Me volteé y de inmediato empecé a correr para que Sempai ya no me siguiera. Me perdí entre la multitud de alumnos que venía en dirección opuesta a mí; y como Sempai se quedó mudo e inmóvil me perdió de vista y ya no me siguió.

POV SEMPAI

No espera... no te vayas Morinaga. No fue... no es lo que quise decir... no me entiendes... sí dije todas esas cosas... pero hay una cosa que no fui capaz de decirte... Morinaga... pe-perdón... yo obvié una parte de la verdad, hay un detalle que olvidé decirte respecto a por qué me caso con Yuki, murmuré para mí solo.

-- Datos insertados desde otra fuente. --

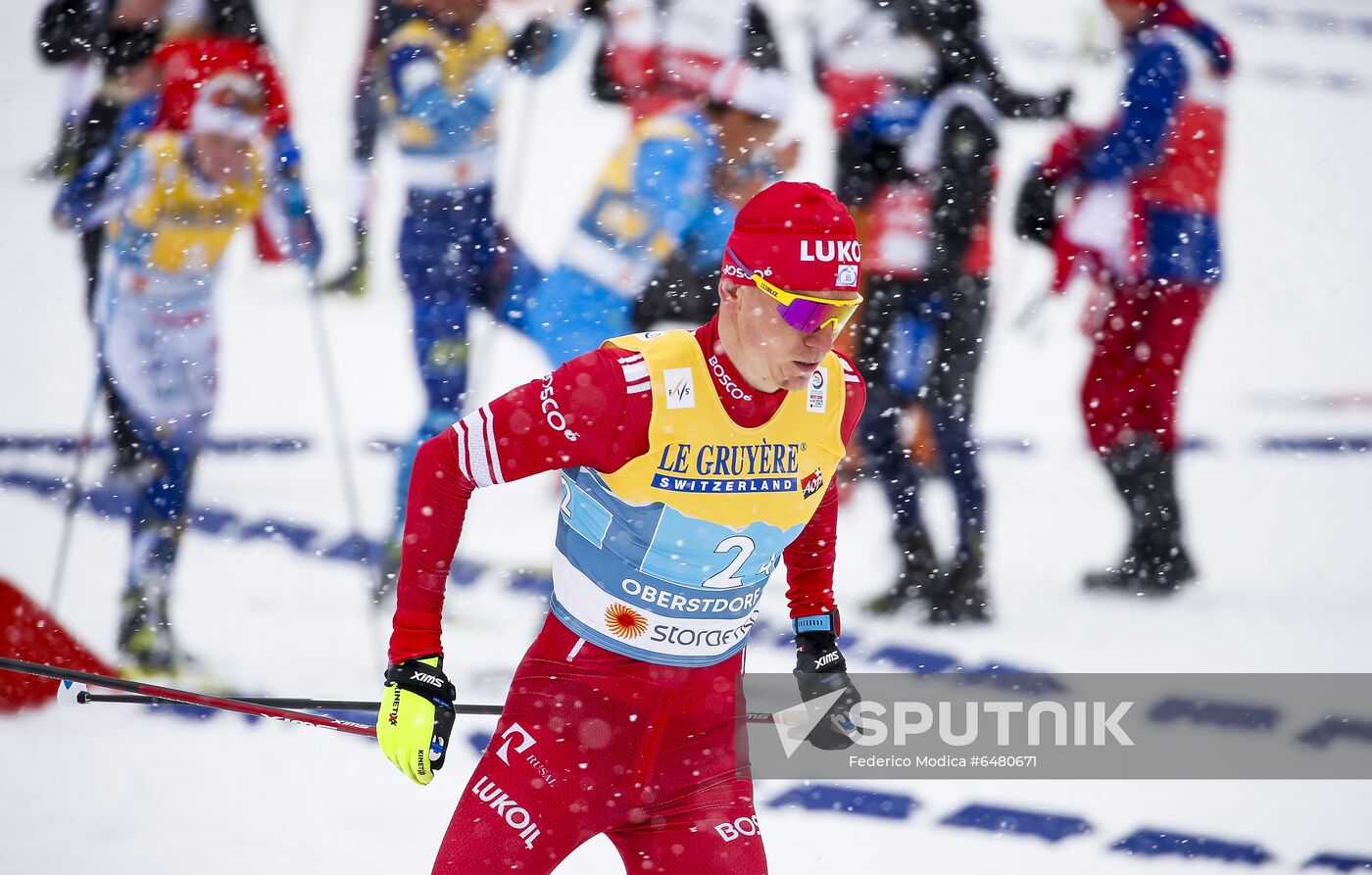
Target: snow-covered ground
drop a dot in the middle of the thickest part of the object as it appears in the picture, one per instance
(1279, 535)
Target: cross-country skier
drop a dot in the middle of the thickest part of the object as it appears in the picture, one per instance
(692, 463)
(1146, 194)
(172, 209)
(443, 72)
(387, 17)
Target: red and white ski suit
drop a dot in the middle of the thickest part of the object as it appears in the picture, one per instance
(592, 741)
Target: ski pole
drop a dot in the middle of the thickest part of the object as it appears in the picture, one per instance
(187, 697)
(277, 707)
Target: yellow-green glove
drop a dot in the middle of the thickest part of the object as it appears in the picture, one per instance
(416, 716)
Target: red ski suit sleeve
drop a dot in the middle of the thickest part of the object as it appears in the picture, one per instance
(592, 412)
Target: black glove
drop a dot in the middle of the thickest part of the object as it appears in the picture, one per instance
(820, 669)
(1036, 212)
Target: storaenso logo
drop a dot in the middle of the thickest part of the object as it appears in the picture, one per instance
(1042, 723)
(514, 815)
(729, 467)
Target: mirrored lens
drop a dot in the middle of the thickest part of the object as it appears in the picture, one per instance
(809, 316)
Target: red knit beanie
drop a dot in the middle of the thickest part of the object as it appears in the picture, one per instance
(799, 237)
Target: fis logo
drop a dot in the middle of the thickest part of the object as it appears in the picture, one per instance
(623, 621)
(825, 659)
(524, 744)
(816, 397)
(744, 826)
(830, 251)
(681, 388)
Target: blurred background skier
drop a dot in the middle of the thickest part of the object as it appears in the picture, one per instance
(443, 73)
(916, 102)
(171, 210)
(1145, 222)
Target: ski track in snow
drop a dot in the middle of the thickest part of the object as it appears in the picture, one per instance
(1278, 535)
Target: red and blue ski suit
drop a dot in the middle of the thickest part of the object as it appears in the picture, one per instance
(1159, 251)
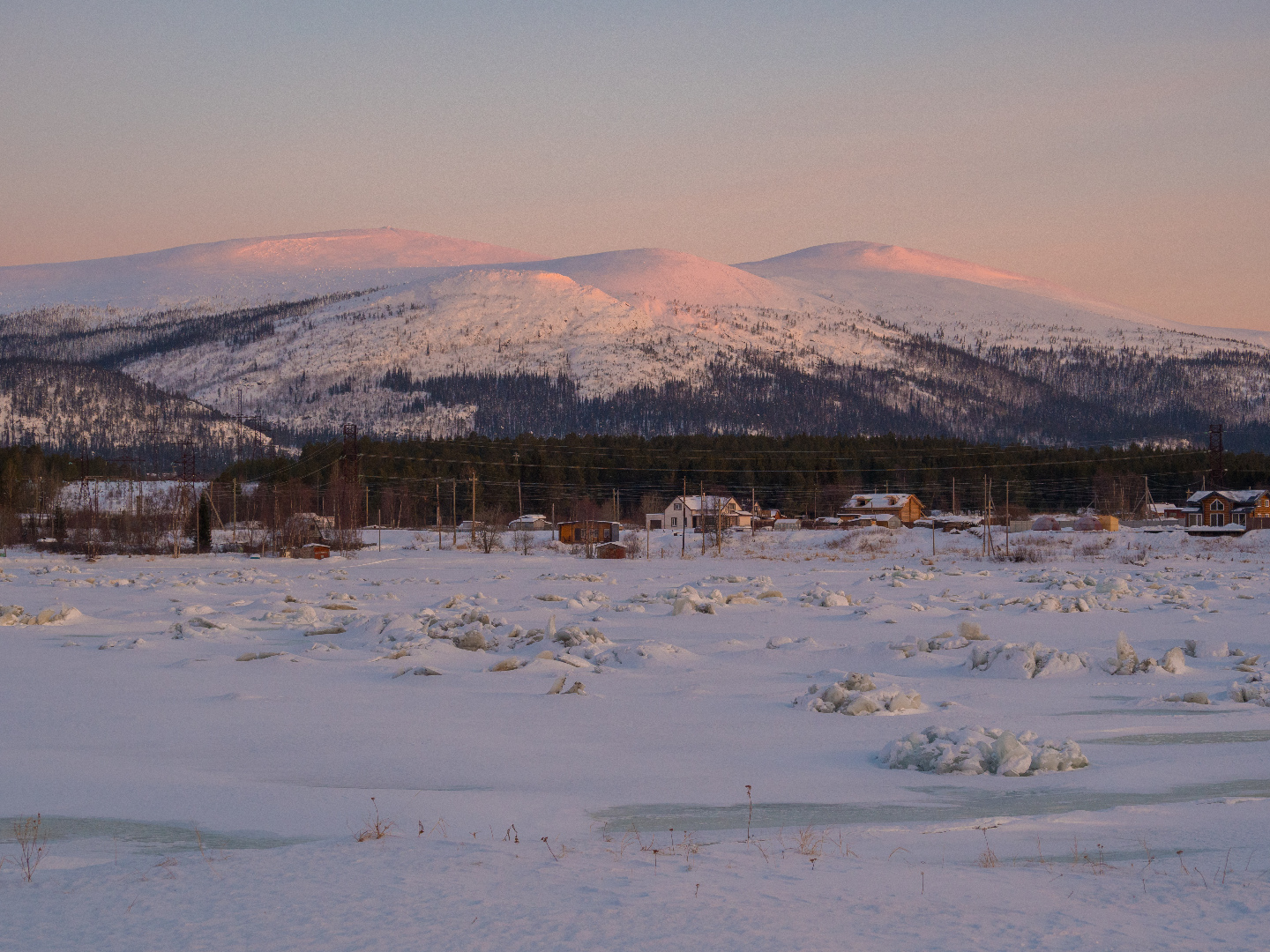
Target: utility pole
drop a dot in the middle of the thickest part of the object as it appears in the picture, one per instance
(519, 499)
(1215, 464)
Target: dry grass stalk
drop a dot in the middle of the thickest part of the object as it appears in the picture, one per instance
(375, 828)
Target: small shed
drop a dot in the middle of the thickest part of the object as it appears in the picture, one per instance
(580, 533)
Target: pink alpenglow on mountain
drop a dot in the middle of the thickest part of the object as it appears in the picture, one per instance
(655, 279)
(360, 248)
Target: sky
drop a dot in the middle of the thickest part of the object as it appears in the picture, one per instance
(1119, 149)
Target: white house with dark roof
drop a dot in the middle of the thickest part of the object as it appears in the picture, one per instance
(698, 512)
(1218, 508)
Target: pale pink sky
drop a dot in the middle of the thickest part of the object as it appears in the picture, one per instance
(1117, 149)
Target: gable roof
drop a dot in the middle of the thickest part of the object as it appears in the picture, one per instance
(1240, 496)
(877, 501)
(693, 502)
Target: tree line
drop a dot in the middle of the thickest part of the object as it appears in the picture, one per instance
(404, 481)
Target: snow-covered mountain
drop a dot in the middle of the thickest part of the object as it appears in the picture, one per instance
(244, 271)
(868, 337)
(975, 305)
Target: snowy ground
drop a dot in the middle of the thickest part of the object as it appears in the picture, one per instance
(135, 714)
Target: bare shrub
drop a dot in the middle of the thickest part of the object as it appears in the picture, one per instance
(489, 532)
(810, 841)
(31, 844)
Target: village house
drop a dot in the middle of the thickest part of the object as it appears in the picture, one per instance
(903, 505)
(698, 512)
(582, 533)
(1215, 508)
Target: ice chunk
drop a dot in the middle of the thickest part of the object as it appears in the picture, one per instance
(862, 704)
(859, 682)
(1024, 661)
(970, 631)
(1175, 660)
(471, 641)
(973, 750)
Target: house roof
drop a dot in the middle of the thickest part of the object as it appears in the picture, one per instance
(1240, 496)
(693, 502)
(877, 501)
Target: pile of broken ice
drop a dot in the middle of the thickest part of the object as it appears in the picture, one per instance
(857, 695)
(1024, 661)
(975, 750)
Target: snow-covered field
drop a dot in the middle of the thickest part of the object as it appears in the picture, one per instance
(265, 703)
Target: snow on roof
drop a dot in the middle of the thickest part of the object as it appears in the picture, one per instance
(693, 502)
(1233, 495)
(877, 501)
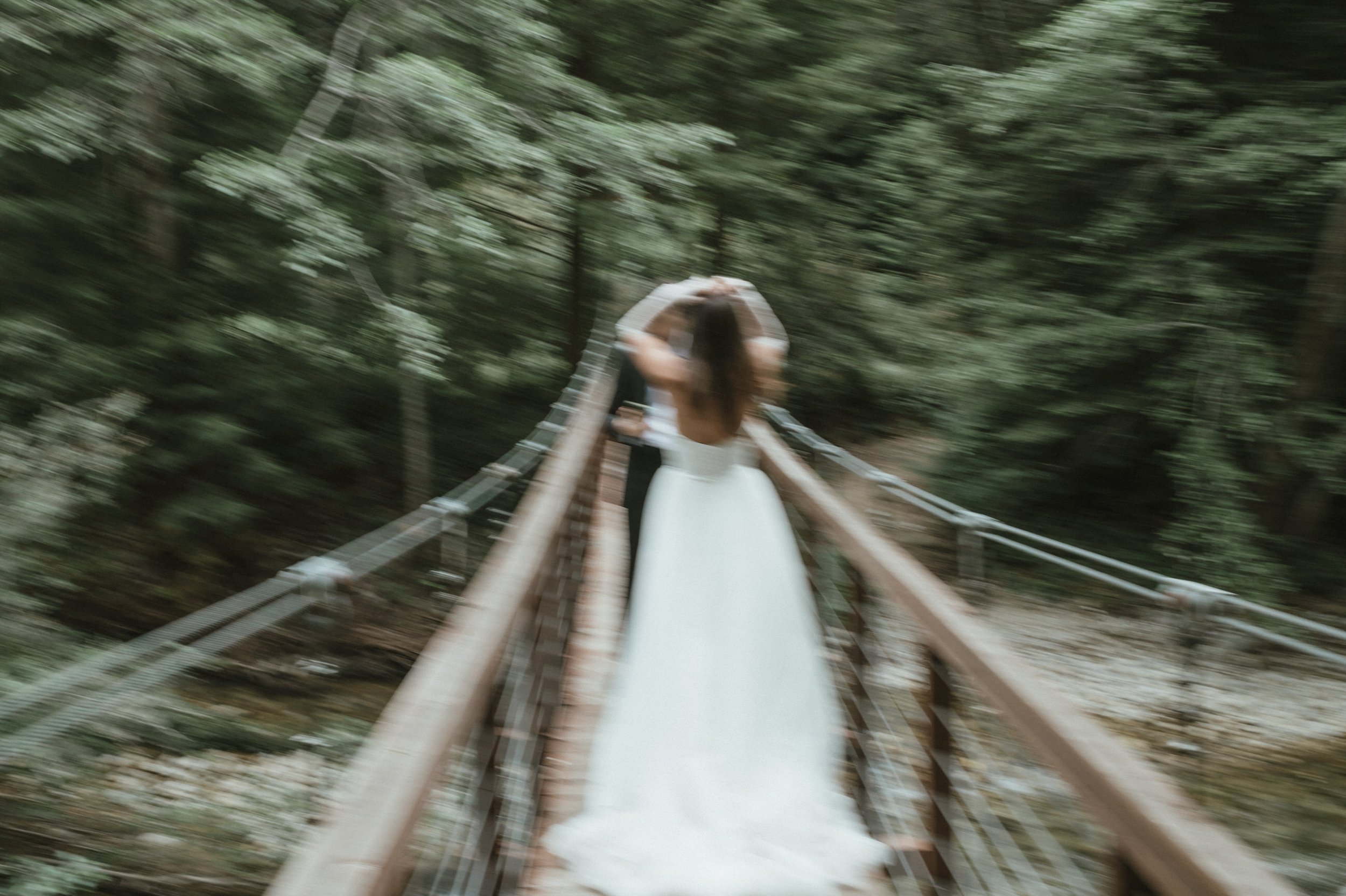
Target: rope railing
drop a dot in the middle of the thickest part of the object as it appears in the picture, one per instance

Obviamente no me escuchó porque Morinaga se había perdido entre la gente y todos venían tan concentrados platicando que nadie se percató de mi presencia.

Aún no puedo creer como fui capaz de haber dicho todo eso. Tal vez me pasé en mi explicación, tal vez exageré algunas cosas. La verdad yo no soy así... nunca me importó lo que piense la gente, pero... no sé por qué ahora sí me está importando. Y lo peor de todo es que Morinaga ahora tiene una pésima imagen de mí. De seguro para él soy un cobarde o un interesado o alguien que solo se preocupa por la imagen... o peor aún, tal y como me lo dijo ese baka de Hiroto, tal vez Morinaga ya me esté odiando.

Hiroto... ¡hablando de ese grandísimo baka! Me mintió... nunca se acostó con Morinaga. Me vio la cara de imbécil... tarado... cuando te vuelva a ver te romperé la cara por eso, lo maldije. De algún modo me sentí aliviado que Morinaga no me haya traicionado y... ¡POR QUÉ MIERDA SIGO LLAMÁNDOLO TRAICIÓN SI MORINAGA Y YO NO SOMOS PAREJA!

No me quedó de otra que regresar al laboratorio para ver cómo es que mis asistentes habían avanzado con el experimento. Entro aún metido en mis pensamientos y al abrir la puerta me doy con la sorpresa que mis inútiles asistentes estaban bien sentados tomando café y haciendo vida social "¡PERO QUE RAYOS ESTÁ PASANDO AQUÍ... EN ESTE MOMENTO, BOLA DE INÚTILES, SE ME PONEN A TRABAJAR SINO LOS ECHO DE AQUÍ!"

¡Así es! A pesar que estoy teniendo algunos problemas personales... sigo siendo el mismo tirano de siempre ante la universidad. Jajaja Cómo me gusta que la gente me tema, pensé orgulloso de mí; pero luego al cerrar la puerta e ir a mi mesa para continuar con los experimentos volví a mi realidad, pues Morinaga se me vino a la mente. Empezaba a sentirme mal por lo que le había dicho. Esa... esa cara triste que puso y los lágrimas que brotaban de sus ojos, con solo recordarlo me dolía. Yo hice llorar realmente a una persona, le partí el alma con mis palabras. Esta vez creo que fui muy duro, más duro que las otras veces y creo que esta vez... Morinaga no querrá hablar conmigo nunca más.

No verlo, ni hablar con él nunca más es algo que me destruía por dentro; es decir, por qué llegar al extremo de irse de Nagoya; bueno aunque la persona que él ama se está casando, pero... ¿y?... No, no puedo decir eso, no es tan sencillo; pero... ¿abandonar la ciudad en la que vives solo por amor? Me parece algo tonto...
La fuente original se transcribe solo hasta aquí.